Only last week, the multidisciplinary group of experts at OzSAGE came out with a list of recommendations of their own. Like Dore, they encouraged the government to look at opening up eligibility to fourth booster shots more than they already have, along with a long list of other community transmission prevention measures. 

Professor Raina MacIntyre, a professor of global biosecurity at the Kirby Institute, said it’s time Australian policy makers started looking to new, rapid treatments to help GPs tackle COVID-19 complications at a community level. She said “it is disappointing” it’s taken this long. 

“Simple, proven, available measures like the asthma preventer inhaler, budesonide, may prevent severe complications, but there are no guidelines for community treatment. There are two effective antivirals which can reduce hospitalisation rates and one is widely prescribed in other countries, but access is severely restricted here,” MacIntyre said. 

“Living with COVID also brings with it a responsibility to provide access to effective treatments. We will regret not doing so, with a massive burden of chronic illness that will follow, much of which, along with deaths, could be averted by early use of antivirals and other treatments.”


Beyond treatment, the experts at OzSAGE said the federal government needs to begin thinking more critically about what “living with COVID” actually means in Australia, because at this rate, it has “failed”. An early strategy that state and federal governments could look to adopt is retrofitting public spaces and schools with better ventilation and filtration. 

That could mean offering grants to improve ventilation infrastructure—in the same way that the Victorian state government did with its small business ventilation program—and even just legislating standards for safe indoor air quality through filtration. Associate Professor Robyn Schofield, the associate dean of environment and sustainability at the University of Melbourne, said it would offer immediate relief to all sorts of issues. 

“There are so many co-benefits to improving and paying attention to indoor air quality including increases in productivity and cognitive function and decision making ability, and a reduction in absenteeism,” Schofield said. 

“Pre-pandemic, the cost of poor indoor air was estimated for Australia to be at $12 billiion per year—I think we are only now appreciating that this is a significant underestimate when our indoor spaces are challenged with a pandemic,” she said. 


What has so far been left out of Australia’s political discussion of COVID-19, though, is how the nation plans to tackle the surging number of people who are likely to suffer the debilitating, long-term effects of “long COVID”. 

According to the World Health Organisation, long COVID is defined as a post-COVID-19 condition suffered by someone who has in the past been infected with coronavirus, before going on to suffer symptoms like fatigue, shortness of breath, brain fog, and any number of other symptoms for a minimum of two months after first being infected. 

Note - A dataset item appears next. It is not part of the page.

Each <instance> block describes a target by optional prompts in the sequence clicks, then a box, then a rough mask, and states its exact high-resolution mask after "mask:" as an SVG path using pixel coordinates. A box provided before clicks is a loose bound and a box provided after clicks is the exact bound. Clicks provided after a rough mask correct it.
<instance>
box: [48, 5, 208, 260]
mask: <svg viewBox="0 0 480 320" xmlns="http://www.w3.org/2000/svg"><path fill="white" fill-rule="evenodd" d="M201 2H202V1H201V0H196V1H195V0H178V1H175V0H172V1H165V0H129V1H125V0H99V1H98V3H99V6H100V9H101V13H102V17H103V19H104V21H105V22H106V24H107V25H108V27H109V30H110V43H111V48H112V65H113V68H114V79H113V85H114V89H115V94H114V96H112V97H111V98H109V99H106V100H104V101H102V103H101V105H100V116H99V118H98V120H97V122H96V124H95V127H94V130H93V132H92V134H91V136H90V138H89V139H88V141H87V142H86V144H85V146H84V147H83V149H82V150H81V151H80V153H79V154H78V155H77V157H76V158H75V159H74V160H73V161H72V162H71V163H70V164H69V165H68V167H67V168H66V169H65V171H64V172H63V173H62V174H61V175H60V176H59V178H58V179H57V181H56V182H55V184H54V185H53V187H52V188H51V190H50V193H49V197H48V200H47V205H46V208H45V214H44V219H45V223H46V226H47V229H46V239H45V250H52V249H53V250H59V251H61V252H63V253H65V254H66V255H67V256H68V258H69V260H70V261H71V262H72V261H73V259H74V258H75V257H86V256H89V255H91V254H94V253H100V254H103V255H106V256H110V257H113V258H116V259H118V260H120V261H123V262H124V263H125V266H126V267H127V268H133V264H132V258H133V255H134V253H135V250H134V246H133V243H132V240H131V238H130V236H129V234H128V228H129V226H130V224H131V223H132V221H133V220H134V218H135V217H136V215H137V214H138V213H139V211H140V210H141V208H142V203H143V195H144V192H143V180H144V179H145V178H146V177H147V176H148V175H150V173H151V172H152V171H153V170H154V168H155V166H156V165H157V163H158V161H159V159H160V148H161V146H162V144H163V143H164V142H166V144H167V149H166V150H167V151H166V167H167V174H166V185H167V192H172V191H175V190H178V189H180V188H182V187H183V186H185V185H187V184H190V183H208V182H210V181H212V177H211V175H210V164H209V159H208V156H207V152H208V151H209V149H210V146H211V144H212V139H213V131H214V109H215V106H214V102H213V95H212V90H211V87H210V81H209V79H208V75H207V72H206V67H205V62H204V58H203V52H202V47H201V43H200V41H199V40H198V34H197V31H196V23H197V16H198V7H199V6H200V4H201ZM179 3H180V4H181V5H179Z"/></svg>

At this stage, there isn’t any explanation for it. In Australia, there isn’t much discussion of it, either. 

In the lead up to election day, Australian Medical Association president Dr Omar Khorshid warned that it might only be a matter of time before hospital clinics and GPs become overwhelmed with patients presenting with the condition and that now is the time to upskill them. 

“We need the system to provide services, and the next government won’t be able to ignore long COVID,” Dr Khorshid said.